Rompant avec ses diatribes contre l'Allemagne, le président turc Recep Tayyip Erdogan a adouci son ton lors de sa récente visite à Berlin, mais une pleine normalisation entre les deux pays se heurte à de nombreux obstacles.

La visite de M. Erdogan est survenue alors que la Turquie est secouée par une crise financière qui a vu sa monnaie, la lira, perdre 40% de sa valeur sur fond de crise diplomatique avec les Etats-Unis. Cette querelle et son impact sur l'économie turque ont mis en évidence l'importance des liens entre Ankara et l'Europe.

Or ces relations ont touché le fond après le coup d'Etat manqué de juillet 2016 en Turquie, Ankara reprochant à ses alliés européens un manque de solidarité après cette tentative de putsch.

Mais Ankara semble avoir adopté un langage plus conciliant au moment où ses relations avec Washington se dégradent et son économie, très dépendante des échanges avec l'Europe, bat de l'aile.

La visite d'Etat que M. Erdogan a achevée samedi en Allemagne a été vue de manières divergentes, le dirigeant turc vantant un franc succès alors que la presse conservatrice allemande a critiqué la pompe avec laquelle l'homme fort turc, qui tirait jadis à boulets rouges sur Berlin, a été reçu par la chancelière Angela Merkel et le président Frank-Walter Steinmeier.

- Bilan "très fructueux" -

M. Erdogan, doté de pouvoirs accrus depuis le début de son nouveau mandat en juillet, a inauguré samedi avec son épouse à Cologne une des plus vastes mosquées d'Europe, financé par l'Union des affaires turco-islamiques (Ditib), mais aucun responsable allemand de premier plan n'a participé à cette cérémonie

Dans un discours à la mosquée, il a tenu à saluer le bilan "très fructueux" de sa visite après les "tensions récentes".
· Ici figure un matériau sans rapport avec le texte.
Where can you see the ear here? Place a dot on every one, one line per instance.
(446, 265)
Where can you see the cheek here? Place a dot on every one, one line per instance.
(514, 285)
Et lors de sa conférence de presse avec Mme Merkel jeudi, M. Erdogan a annoncé que les deux pays étaient parvenus "à un consensus pour relancer les mécanismes de coopération".

Le dirigeant turc ne s'est pas départi de son calme lorsque le service de sécurité a évacué sans ménagement un homme arborant un tee-shirt "Liberté pour les journalistes".

Mais la seule annonce concrète à l'issue de la rencontre a porté sur l'éventuelle organisation en octobre à Istanbul d'un sommet inédit sur la Syrie, axé sur le sort du dernier bastion rebelle d'Idleb et réunissant Russie, Turquie, Allemagne et France.

"Les deux parties sont disposées à aller de l'avant pour sortir de l'impasse", estime Ilke Yoygur, analyste à l'Elcano Royal Institute à Madrid.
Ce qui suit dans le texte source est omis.